The person’s speech would then be “displayed in a way which allows any user easily to reach an informed view of the likely factual accuracy of the content at the same time as they encounter it.”
Penrose proposed in an amendment to the Online Safety Bill (pdf) that any “regulated service must provide an index of the historic factual accuracy of material published by each user” who has (a) produced user-generated content, (b) news publisher content, or (c) comments and reviews on provider contact whose content is viewed more widely than a minimum threshold to be defined and set by the UK online safety regulator Ofcom.”
The index must satisfy minimum quality criteria to be set by Ofcom, and “be displayed in a way which allows any user easily to reach an informed view of the likely factual accuracy of the content at the same time as they encounter it,” the amendment states.
“State arbitratation and indexing of truth and reliability is not practically possible nor is it desirable in a free society,” Victoria Hewson, head of regulatory affairs at the free-market think tank Institute of Economic Affairs, told The Epoch Times in an email.
‘Illiberal and Unrealistic’
Hewson questioned the feasibility of Penrose’s proposed amendment.“Asking social media, search engines, and Ofcom to gauge and record the ‘accuracy’ of content posted by millions of users is extreme, even by the illiberal and unrealistic standards of the Online Safety Bill,” said Hewson.

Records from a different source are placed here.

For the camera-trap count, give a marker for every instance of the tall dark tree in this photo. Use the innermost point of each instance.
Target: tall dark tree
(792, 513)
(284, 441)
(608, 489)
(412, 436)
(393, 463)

It is currently at report stage, which is a chance for the whole House to discuss and amend the bill.
The Online Safety Bill is also currently at the centre of a battle within the Conservative Party, with the government pushing through the legislation, but other Tory MPs coming out against it.
‘Serious Implications for Free Speech’
MP Kemi Badenoch took a swipe at the bill as she entered the Conservative leadership race, saying in an op-ed for The Times Of London, “Rather than legislate for hurt feelings as we risk doing with the Online Safety Bill, we must strengthen our democratic culture at a time when democratic values are under assault from without and within.”“It is wrong and dangerous to limit free speech. The Online Safety Bill is going to have some serious implications for free speech. I have supported the government in every single bill since becoming an MP. I’m not going to be supporting it this week in its present form,” she said.
The Epoch Times has contacted John Penrose for comment.